South Beach. For once parking is ideal; I slide into a spot while singing Prince lyrics on the phone with a buddy only half a block from the pub. Then I jump out of the car, straighten my shirt, and head on over. South Beach, which means that there are beautiful people standing around looking nervous about not getting noticed. Girls with glorious hair, legs that stretch from here to the Amazon, all kinds of flimsy excuses for clothing in varying shades of green, and dudes built like dancers, like gorillas, like wannabe Brooklyn hipsters looking desperately out of place. The crush of the music, it’s live, the thick snarl of bodies by the entrance, spilling out onto the curb, around the outside tables.
There’s no bouncer, thank god, so I’m in so quick I surprise myself. South Beach means interminable waits. But inside it’s good, the crowd’s dense but not so that you can’t move, and every few seconds a drop dead gorgeous girl covered in glitter wearing chrome green mardi gras beads knocks into you and laughs cacophonously and clatters off. I love it. And there’s Allan. Whenever you meet up with Allan you have to go through a five minute process of his laughing and hugging you in sheer delight. It’s like you’re his long lost cousin, the dude who shows up at the helm of the boat that’s rescuing him from a desert island, the man who introduced him to the woman of his dreams. So we hug and laugh and hi five and hug some more, and then he introduces me to his friends.
A bevy of girls, all glittery and buxom and gorgeous and texting their boyfriends in DC and Maryland. We retreat to the back pool table, and I grab a stool by the window and watch the game in progress. Then we’re all back up, on our feet, herd instinct as we migrate to the bar. Grab drinks, new drinks, me waiting twenty minutes as everybody goes back after five. Why? Why I hear you cry? Because the minimum tab, I found out upon being served my drink, was $30. I wanted one drink, so asked the bartender to hold my rum and coke while I hit up the ATM. Came back, and then only realized ten fruitless minutes later that the bartender had forgotten I hadn’t paid. Which was why she kept passing me by and shooting me weird looks as I waved money at her. Skabosh it!
Anyway. Back to the pool table. Live band belting out U2, Rolling Stones, etc. Hear from three different girls as to how they plan to get their boyfriends to marry them. Most of them have been dating for less than a year, but I get the impression that it’s simply time for them to get married.
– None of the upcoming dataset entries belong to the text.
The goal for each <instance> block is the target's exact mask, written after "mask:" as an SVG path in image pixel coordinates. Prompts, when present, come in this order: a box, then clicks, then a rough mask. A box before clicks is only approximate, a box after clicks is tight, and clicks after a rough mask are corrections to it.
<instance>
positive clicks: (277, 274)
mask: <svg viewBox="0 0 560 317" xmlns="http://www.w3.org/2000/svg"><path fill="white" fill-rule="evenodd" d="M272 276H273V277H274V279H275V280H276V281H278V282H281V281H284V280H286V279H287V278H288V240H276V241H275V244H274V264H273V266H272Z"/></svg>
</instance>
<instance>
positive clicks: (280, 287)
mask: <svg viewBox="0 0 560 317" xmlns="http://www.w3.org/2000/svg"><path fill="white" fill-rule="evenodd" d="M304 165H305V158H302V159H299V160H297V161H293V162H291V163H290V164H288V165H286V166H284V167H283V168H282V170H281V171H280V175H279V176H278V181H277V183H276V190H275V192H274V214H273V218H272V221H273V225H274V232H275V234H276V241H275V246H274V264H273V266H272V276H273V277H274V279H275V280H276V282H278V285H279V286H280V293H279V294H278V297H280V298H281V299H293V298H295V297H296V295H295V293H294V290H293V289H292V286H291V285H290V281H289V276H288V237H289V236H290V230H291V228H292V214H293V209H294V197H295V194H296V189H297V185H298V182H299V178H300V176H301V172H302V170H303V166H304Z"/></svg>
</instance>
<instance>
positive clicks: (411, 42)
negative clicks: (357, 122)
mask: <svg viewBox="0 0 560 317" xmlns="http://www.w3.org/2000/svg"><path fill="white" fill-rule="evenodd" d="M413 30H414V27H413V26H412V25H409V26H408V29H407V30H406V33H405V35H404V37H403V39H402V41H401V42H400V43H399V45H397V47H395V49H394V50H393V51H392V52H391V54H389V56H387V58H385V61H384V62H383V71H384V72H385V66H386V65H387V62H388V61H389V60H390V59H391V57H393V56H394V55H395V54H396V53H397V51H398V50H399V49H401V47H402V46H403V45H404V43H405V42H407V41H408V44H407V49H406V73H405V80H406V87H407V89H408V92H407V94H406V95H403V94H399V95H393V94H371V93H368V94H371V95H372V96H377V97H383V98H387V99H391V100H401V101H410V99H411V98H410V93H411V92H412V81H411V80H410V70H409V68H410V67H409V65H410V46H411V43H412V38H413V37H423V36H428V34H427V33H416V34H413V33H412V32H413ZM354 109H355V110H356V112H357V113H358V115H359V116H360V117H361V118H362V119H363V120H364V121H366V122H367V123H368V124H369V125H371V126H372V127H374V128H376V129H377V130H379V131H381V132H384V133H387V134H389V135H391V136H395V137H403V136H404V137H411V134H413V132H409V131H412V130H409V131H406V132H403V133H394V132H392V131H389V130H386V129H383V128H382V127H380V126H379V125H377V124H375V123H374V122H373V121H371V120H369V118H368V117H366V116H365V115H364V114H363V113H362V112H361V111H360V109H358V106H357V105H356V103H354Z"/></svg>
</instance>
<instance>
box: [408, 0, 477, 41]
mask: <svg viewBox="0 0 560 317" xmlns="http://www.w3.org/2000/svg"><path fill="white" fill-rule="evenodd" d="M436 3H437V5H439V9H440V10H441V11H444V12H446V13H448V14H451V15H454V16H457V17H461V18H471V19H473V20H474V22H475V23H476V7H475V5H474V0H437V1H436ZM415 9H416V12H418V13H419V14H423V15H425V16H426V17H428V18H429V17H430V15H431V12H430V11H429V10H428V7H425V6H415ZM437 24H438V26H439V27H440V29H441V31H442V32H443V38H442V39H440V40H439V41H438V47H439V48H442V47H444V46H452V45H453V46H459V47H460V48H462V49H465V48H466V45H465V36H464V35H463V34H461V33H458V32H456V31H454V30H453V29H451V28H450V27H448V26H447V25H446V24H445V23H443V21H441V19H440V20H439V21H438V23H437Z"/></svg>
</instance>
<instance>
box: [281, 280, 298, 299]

Allan is laughing and hugging this girl, having the time of his life. He always does. I join them, tell them what the Rodeo move is. The girl shares with us the Angry Pirate, causing me of course to retaliate with the Angry Dragon. Allan laughs and laughs and laughs, absolutely delights.
A large man looms out from the crowd. He’s wearing a shirt that says ‘IRAN’ in small letters over his heart like it’s a trade mark. Shoulders of a wrestler, curled coif of a Romance novel cover model, thuggish face made gentle by his smile. Envelopes Allan in a hug, who cries out in delight and laughs in pleasure at the arrival of his new friend. I’ve met the guy before, but he doesn’t recognize me; he owns one of the premier clubs on South Beach. Allan delivered his baby six months ago, and now they’re as thick as thieves.
But it’s getting late. Despite it’s being St. Paddy’s day. So I bow out, head home, glad that I live close enough to SoBe that I can dip my toe in but then head out without becoming stuck in the mire of silicone flesh, glazed smiles, loud music and endless booze.
Not that I won’t be back this weekend, mind. Especially if Allan calls. Happy St. Paddy’s day, all!